Email marketing platforms have begun implementing new features and functionality, as well as providing informational resources, to assist customers concerned about compliance with the European Union’s GDPR.
And there appears to be some disagreement.
In response to widespread concern about GDPR compliance, email marketing platform MailChimp has begun offering what it refers to as “GDPR-friendly” forms and features, while Aweber, in a recent blog post about common myths around GDPR, appears to take aim at MailChimp.
In a blog post titled “6 myths about the GDPR and email marketing debunked,” last updated on 16th May, AWeber states, “another rumor floating around is that you need to add checkboxes to your signup forms in order to be GDPR compliant. Some are even calling these ‘GDPR-friendly signup forms’.
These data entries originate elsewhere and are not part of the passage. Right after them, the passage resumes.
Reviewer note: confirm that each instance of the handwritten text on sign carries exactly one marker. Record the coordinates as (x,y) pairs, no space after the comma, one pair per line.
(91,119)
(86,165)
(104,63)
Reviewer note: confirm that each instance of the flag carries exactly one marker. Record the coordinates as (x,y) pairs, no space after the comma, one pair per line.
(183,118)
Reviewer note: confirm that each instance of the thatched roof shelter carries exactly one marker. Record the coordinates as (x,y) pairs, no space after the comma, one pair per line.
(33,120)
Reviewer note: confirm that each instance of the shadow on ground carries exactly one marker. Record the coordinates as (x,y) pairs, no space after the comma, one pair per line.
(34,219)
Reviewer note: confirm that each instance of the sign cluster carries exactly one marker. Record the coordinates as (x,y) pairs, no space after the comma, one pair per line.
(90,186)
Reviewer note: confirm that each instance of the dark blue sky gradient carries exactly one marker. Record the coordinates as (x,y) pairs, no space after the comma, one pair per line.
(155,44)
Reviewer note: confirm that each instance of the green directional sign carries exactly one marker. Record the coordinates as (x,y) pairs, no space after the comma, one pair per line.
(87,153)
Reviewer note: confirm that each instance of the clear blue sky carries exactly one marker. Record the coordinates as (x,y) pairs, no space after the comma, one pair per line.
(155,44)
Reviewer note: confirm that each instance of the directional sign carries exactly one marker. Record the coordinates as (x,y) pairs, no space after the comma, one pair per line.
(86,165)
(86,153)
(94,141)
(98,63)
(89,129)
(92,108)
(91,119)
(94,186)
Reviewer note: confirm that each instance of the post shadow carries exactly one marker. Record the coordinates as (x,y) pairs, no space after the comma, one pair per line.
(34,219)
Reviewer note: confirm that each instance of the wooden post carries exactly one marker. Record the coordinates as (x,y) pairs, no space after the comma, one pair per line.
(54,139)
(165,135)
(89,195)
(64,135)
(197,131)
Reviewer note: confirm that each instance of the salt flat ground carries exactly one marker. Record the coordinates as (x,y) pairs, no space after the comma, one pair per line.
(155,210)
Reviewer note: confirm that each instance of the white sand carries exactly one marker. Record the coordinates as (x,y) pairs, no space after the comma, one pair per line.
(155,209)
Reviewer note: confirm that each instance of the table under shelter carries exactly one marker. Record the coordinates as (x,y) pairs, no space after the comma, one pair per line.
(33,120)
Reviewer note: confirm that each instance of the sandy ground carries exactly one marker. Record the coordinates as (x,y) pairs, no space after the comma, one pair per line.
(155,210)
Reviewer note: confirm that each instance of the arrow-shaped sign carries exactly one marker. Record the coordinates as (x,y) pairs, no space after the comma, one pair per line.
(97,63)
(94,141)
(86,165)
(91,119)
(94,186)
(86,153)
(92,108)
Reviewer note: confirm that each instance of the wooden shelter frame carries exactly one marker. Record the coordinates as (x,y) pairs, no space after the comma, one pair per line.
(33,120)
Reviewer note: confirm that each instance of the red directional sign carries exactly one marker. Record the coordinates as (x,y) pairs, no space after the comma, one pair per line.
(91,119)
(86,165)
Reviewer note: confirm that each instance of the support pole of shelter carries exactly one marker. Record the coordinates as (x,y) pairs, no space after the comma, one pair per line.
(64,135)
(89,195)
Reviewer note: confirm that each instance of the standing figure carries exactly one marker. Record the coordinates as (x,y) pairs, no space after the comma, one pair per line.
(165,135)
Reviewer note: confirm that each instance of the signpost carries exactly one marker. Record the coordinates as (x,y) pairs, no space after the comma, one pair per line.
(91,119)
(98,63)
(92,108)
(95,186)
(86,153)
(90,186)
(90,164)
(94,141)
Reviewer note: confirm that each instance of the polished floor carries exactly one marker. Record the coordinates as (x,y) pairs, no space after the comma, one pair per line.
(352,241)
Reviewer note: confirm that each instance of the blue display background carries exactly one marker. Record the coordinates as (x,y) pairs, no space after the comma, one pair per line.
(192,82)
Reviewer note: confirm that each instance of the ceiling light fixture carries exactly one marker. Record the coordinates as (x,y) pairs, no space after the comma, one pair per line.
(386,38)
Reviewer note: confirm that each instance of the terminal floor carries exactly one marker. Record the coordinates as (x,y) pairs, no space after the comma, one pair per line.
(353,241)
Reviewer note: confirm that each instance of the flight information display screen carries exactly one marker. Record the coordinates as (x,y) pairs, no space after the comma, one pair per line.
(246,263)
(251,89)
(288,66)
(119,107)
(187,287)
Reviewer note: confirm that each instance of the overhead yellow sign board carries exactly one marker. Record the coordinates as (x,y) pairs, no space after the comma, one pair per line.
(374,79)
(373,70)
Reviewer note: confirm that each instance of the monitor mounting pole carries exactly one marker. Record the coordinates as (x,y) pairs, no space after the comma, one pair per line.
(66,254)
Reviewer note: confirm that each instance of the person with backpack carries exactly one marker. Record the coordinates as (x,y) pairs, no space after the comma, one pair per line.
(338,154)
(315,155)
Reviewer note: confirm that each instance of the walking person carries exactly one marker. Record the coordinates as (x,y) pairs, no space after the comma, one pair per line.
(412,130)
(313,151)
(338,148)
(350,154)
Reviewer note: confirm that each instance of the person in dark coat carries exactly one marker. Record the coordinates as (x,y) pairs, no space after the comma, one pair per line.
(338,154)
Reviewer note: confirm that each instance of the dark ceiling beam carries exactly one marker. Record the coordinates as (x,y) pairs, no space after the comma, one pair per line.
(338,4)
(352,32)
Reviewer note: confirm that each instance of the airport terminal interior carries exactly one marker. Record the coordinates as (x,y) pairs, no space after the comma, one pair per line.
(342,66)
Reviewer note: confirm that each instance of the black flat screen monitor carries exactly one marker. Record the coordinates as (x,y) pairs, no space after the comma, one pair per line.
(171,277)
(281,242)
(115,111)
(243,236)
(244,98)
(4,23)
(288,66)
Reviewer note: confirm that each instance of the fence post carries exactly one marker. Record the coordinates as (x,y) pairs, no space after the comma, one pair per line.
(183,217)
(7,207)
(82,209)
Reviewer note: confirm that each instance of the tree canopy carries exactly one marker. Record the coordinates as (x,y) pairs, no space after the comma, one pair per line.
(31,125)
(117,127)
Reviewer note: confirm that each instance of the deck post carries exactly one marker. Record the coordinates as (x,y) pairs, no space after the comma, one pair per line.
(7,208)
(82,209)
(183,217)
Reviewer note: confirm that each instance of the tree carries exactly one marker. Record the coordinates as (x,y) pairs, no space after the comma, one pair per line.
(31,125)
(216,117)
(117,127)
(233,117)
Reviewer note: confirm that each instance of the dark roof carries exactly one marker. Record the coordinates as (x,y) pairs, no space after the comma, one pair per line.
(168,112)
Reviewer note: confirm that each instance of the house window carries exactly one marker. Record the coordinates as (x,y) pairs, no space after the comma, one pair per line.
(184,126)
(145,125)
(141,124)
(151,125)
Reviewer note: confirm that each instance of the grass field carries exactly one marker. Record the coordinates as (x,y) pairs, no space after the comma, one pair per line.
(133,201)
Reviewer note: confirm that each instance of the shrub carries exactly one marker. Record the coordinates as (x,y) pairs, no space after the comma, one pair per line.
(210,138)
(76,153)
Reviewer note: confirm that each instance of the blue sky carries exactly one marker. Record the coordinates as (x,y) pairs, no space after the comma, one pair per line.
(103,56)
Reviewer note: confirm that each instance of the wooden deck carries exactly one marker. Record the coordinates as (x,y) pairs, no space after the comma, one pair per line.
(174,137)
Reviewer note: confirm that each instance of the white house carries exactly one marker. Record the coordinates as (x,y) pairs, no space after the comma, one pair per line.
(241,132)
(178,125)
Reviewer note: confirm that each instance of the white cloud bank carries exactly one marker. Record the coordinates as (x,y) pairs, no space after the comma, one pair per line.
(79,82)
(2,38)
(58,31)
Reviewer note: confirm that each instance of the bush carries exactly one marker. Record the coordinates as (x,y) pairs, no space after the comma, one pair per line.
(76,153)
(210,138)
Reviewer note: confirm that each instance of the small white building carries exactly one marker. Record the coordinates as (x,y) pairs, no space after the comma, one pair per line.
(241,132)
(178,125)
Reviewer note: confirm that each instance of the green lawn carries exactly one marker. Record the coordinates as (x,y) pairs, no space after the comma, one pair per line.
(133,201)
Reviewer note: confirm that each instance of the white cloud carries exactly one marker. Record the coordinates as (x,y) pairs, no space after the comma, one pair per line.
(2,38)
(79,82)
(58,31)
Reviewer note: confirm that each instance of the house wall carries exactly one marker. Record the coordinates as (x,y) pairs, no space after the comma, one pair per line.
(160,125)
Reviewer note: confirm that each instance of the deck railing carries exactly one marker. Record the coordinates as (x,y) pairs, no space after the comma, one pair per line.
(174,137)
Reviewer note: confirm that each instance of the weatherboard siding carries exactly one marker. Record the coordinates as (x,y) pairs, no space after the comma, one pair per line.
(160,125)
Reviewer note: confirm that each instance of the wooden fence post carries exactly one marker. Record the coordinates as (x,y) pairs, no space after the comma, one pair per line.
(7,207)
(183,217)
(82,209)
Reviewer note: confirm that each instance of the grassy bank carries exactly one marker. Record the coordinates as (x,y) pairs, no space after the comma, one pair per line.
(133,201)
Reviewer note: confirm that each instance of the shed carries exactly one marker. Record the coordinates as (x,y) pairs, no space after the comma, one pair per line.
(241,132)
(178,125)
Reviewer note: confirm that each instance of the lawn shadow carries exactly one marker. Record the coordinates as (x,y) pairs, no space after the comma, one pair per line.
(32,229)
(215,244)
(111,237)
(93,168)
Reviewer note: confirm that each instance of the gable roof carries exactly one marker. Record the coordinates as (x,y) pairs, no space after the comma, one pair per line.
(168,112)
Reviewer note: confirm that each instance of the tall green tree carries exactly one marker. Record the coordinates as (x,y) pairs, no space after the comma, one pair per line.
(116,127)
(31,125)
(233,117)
“This is false. Checkboxes are not required, and are completely optional. Nowhere in the GDPR does it state that you need to add checkboxes to your signup forms”.
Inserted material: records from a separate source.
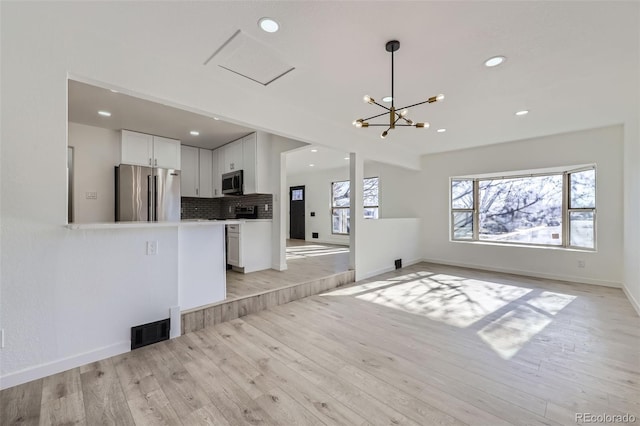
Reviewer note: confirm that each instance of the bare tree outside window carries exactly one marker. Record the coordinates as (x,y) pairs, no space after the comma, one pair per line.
(340,203)
(526,209)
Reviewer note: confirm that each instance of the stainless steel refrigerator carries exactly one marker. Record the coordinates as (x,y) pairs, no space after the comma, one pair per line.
(147,194)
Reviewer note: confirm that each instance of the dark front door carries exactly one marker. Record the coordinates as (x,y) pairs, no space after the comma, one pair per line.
(296,212)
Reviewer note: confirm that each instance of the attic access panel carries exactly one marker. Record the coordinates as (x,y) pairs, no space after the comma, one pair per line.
(250,58)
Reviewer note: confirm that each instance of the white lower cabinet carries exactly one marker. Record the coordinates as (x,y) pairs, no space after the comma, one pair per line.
(249,245)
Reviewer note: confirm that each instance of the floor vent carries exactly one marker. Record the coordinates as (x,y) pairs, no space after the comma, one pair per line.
(147,334)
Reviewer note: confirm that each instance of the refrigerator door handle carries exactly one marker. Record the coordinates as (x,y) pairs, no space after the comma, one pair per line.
(149,188)
(155,198)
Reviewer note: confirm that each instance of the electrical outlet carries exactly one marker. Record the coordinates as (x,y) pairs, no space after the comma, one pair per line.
(152,248)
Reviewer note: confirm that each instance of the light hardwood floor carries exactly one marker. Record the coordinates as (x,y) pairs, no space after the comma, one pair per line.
(306,261)
(425,345)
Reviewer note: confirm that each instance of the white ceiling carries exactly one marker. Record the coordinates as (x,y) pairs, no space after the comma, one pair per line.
(315,157)
(572,64)
(132,113)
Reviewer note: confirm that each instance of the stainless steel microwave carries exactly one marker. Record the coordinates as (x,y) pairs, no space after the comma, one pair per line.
(232,183)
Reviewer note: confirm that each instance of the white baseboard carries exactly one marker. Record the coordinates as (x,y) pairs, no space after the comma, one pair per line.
(534,274)
(47,369)
(370,274)
(632,300)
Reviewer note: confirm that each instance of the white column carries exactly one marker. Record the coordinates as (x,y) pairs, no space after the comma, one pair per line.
(280,200)
(356,175)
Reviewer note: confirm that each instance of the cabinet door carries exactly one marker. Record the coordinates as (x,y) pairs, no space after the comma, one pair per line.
(233,156)
(206,170)
(136,148)
(233,254)
(166,153)
(189,174)
(216,175)
(249,145)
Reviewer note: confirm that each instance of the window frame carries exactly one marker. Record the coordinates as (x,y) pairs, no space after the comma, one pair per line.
(565,212)
(333,207)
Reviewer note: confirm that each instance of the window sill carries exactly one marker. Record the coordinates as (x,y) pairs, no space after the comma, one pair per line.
(520,245)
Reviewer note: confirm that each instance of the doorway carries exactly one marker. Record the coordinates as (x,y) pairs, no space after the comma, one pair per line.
(296,213)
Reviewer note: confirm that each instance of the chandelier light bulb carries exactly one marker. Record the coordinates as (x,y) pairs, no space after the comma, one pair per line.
(395,117)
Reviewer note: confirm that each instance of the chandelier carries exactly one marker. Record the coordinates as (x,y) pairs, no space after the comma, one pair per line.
(397,116)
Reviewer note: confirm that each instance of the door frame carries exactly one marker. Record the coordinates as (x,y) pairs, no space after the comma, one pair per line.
(304,201)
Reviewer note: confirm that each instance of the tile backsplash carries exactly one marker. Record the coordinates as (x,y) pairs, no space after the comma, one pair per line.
(218,208)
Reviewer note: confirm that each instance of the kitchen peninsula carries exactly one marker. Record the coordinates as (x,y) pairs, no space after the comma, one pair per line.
(196,246)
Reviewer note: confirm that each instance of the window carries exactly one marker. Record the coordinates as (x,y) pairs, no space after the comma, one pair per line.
(340,203)
(551,209)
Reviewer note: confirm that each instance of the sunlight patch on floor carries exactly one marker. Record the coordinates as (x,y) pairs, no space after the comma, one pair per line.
(509,333)
(457,301)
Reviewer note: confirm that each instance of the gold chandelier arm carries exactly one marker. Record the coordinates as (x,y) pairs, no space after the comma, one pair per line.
(430,100)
According to a post on MailChimp’s blog, last updated on 11th May, “The GDPR says you must obtain freely given, specific, informed, and unambiguous consent from your contacts”.
According to recital 32 of GDPR, which is titled “conditions for consent”:
“Consent should be given by a clear affirmative act establishing a freely given, specific, informed and unambiguous indication of the data subject’s agreement to the processing of personal data relating to him or her, such as by a written statement, including by electronic means, or an oral statement.
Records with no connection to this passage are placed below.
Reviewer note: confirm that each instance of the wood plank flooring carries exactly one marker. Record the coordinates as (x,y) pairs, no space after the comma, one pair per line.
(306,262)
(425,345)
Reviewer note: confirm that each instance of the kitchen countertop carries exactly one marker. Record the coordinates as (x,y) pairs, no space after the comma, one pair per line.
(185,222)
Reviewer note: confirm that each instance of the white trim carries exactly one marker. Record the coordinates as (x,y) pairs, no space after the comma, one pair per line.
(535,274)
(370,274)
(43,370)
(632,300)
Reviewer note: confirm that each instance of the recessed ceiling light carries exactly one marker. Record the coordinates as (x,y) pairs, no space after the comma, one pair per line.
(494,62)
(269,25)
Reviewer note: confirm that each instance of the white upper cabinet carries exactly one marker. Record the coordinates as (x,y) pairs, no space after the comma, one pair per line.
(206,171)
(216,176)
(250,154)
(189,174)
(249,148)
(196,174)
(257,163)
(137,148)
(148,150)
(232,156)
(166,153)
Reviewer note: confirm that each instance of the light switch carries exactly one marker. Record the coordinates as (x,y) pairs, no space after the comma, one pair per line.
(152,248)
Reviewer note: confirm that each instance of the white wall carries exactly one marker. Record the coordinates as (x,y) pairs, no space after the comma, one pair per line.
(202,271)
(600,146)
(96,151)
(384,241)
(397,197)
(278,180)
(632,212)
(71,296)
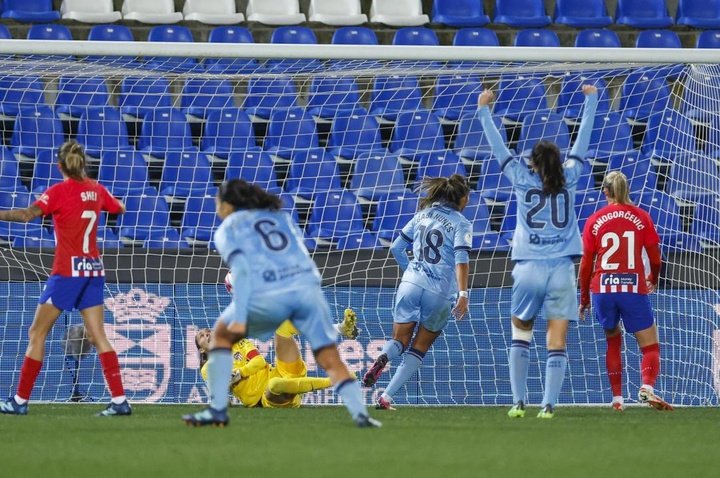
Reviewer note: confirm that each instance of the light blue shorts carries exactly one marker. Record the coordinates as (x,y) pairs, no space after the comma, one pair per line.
(415,304)
(306,308)
(544,282)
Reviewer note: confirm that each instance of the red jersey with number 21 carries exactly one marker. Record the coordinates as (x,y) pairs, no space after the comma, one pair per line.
(617,235)
(75,207)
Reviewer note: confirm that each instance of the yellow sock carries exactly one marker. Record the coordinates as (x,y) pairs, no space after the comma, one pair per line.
(296,386)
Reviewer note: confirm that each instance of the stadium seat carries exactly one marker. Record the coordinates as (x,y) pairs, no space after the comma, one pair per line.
(699,13)
(30,11)
(354,133)
(643,14)
(336,12)
(582,13)
(200,97)
(398,13)
(123,172)
(277,12)
(289,131)
(394,94)
(164,130)
(157,11)
(212,12)
(521,13)
(264,95)
(376,175)
(536,37)
(102,129)
(227,130)
(459,13)
(140,96)
(89,11)
(311,172)
(255,166)
(417,132)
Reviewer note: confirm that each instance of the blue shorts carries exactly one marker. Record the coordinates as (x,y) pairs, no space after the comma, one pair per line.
(415,304)
(548,283)
(306,308)
(634,310)
(73,293)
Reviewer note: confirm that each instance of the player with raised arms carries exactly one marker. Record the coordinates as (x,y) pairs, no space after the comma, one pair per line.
(546,239)
(265,252)
(440,237)
(77,280)
(612,268)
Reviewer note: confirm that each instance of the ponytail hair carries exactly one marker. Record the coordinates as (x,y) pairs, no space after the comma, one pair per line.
(71,159)
(448,190)
(244,195)
(617,188)
(545,158)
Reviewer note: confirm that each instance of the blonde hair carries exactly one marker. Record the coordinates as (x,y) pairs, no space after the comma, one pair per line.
(617,188)
(71,158)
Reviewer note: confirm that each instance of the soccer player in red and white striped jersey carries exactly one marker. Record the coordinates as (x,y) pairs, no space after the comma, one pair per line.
(77,281)
(612,268)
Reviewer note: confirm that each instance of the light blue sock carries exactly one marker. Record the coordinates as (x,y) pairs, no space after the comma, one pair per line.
(349,391)
(554,376)
(393,349)
(411,363)
(519,363)
(219,372)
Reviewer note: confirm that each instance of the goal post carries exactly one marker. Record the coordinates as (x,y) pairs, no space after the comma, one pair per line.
(343,133)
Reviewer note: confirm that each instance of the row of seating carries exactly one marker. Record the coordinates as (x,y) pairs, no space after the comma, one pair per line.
(456,13)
It goes onto state, “This could include ticking a box when visiting an internet website…”
One question users are likely to have is, if a checkbox isn’t required for the purposes of obtaining consent ‘[through] a clear affirmative act’, then how do they obtain it?
The two also appear to disagree on whether organizations need to reconfirm consent from existing subscribers.
According to MailChimp, “You’ll also need to collect GDPR-friendly consent from the contacts you already have. Send an email to everyone on your list that includes a link to update their settings”.
Meanwhile, AWeber states in its blog post, “One myth we see everywhere is the idea that you must have all of your subscribers reconfirm their consent in order to be compliant with the GDPR.
This is false. Sort of”.
It goes onto say, “It all depends on whether you can prove consent from your subscribers, or you have other lawful grounds for processing data, according to the GDPR” and “If you cannot prove consent for all of your existing subscribers, you should send a re-engagement email to obtain that consent”.
It then outlines a series of questions organizations should ask about their signup processes, including whether:
- They can prove consent;
- They clearly articulated what the data will be used for and what communications would be sent; and
- Subscribers can easily opt-out from further communications.
Needless to say, when email marketing platforms with legal teams differ over their interpretation of GDPR, or about how to obtain consent or what steps should be taken to ensure GDPR compliance, what hope do the organizations utilizing their tools have?